TALK

Retail in Motion: Lessons on Expansion from Tilemachos Stylianos, Chief Business Development Officer at Fais Group

By Endeavor Greece

Oct 30, 2025
Retail in Motion: Lessons on Expansion from Tilemachos Stylianos, Chief Business Development Officer at Fais Group

In a room filled with founders, second-generation entrepreneurs, and brand builders, the conversation around retail quickly moved beyond shelves and storefronts. It became a conversation about discipline, focus, and the psychology of growth.

At the latest Endeavor Retailers Roundtable, Tilemachos Stylianos, Chief Business Development Officer at Fais Group, took the floor. The group he represents has long been a benchmark in Greece for building, representing, and expanding global brands - from Nike and Adidas to Under Armour and KIKO Milano - across Greece, Cyprus, and the Balkans. Yet his approach to success is anything but formulaic.

Beyond the Numbers: The Discipline of Retail

Stylianos spoke with a candour that comes only from decades in the field - not from behind a laptop, as he joked, but “on the ground, where business actually happens.” His belief is simple, almost old-fashioned: a business must operate with the clarity and rigor of a military campaign.

“The word enterprise,” he said, “was never meant to be economic. It was military. To undertake something - to execute, to persist.”

That mindset, he argued, is what separates growth from chaos. Retail is not about chasing trends or multiplying stores; it’s about structure, systems, and accountability. Strategy only matters when it’s backed by the discipline to implement it daily.

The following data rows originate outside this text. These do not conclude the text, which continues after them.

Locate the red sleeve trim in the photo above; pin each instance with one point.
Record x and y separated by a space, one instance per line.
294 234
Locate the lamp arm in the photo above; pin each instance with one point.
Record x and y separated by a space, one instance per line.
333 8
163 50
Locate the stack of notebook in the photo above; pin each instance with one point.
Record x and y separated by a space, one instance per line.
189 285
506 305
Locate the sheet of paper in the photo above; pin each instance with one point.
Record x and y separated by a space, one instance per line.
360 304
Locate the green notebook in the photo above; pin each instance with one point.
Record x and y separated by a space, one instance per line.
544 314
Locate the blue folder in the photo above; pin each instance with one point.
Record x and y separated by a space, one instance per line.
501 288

Scaling Without Losing Focus

Too often, Greek retailers confuse momentum with maturity. A successful first store becomes a justification for a second, third, or fiftieth - without the operational readiness to sustain them. Stylianos reminded the group that scaling requires more than ambition; it requires restraint.

“Sometimes,” he said, “the smartest move is to choose not to move.”

The key, he explained, lies in understanding when growth strengthens a brand and when it begins to dilute it. Building a network of stores is not the same as building a brand. Real expansion happens when every new location amplifies the company’s core identity - not when it spreads it thin.

The Myth of Easy Expansion

The discussion soon turned to geographic expansion, the next frontier for many Greek retailers. Stylianos spoke frankly about the challenges of going abroad. Most companies fail not because their products aren’t good enough, but because they don’t understand the markets they enter.

“The Czech consumer is not the same as the Bulgarian one. It’s like going to play against Real Madrid without having trained.”

Success abroad begins long before opening a store. It demands research, data, and deep cultural awareness. Markets differ not just in income or size, but in rhythm and mindset - and assuming otherwise is often the costliest mistake.

Organization Over Opportunism

Amid a shifting global landscape, Stylianos predicted that the next few years will test retailers’ resilience. Rising costs, inflationary pressures, and changing consumer habits will reshape the market - but not necessarily for the worse.

“In the next five years,” he warned, “many businesses simply won’t survive. Not because they lack vision, but because they’re not organized enough to execute it.”

The message was clear: survival will favor those who are methodical, well-governed, and adaptive. Businesses with strong internal structures, clear roles, and an ability to read data - not just react to instinct - will be the ones to endure.

Learning from Each Other

Despite the realism, the tone of the discussion was not pessimistic. It was pragmatic - and quietly optimistic. Stylianos pointed to the new generation of entrepreneurs who are more analytical, more open to collaboration, and less afraid to share insights.

“When people start exchanging information instead of hiding it,” he said, “that’s when ecosystems mature.”

The room echoed with nods. Founders from sectors as diverse as food, fashion, design, and hospitality shared similar reflections: that progress in Greek retail will come not from competition, but from collective learning.

The Takeaway: Growth Begins with Clarity

The roundtable closed on a note of reflection rather than ambition. Growth, everyone agreed, is not measured in square meters or store counts - but in clarity, discipline, and endurance.

Whether in fashion, food, or tech, the same principle applies: know where you stand, understand what you can sustain, and don’t confuse expansion with evolution.

Because in retail - as in business - survival is not about how fast you move, but how well you prepare before you do.